Thursday, September 07, 2006

"When things get small"

This award winning program teaches viewers about nanoscience - technology at one-millionth of a millimeter through an entertaining mix of science and humor. Produced for University of California Television (UCTV) by Not Too Serious Labs, it departs from the typical science-for-television fare by using illustrative concepts that include a stadium-sized bowl of peanuts, a magic tennis ball and shrinking elephants to describe the quest to create the world's smallest magnet.

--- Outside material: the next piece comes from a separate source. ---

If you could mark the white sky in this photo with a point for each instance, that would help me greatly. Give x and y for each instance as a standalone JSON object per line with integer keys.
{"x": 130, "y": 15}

This is how the National Science Foundation describes the this 30-minute film, whose production was funded by it. The film's website is here, and that of Ivan Schuller (University of California, San Diego) is here.


  1. Unknown said...

    Abi, I wanted to write about this sometime back (these days, I hardly find time to blog). A very well made film (technically, visuals, audio, presentation, etc). But, don't you think that the science is not explained clearly. There are hundreds of other ways to explain the nanoscale, stripping atoms in UHV, MBE (Geez, this one could be a visual riot, if done properly). Besides, this (funded by NSF) is grossly local and does not give any grand view of nanotech. I feel this is a wasted opportunity.

  2. Abi said...

    Venkat: I think the film is pitched at high school kids. That's why it uses tennis balls to explain quantum tunneling, and that's why its 'scientific content' is not too rigorous.

    Having said that, I agree with you that the film has been made quite well I believe Schuller is keen on making more such movies if there is enough funding [at least, that's what I recall reading somewhere].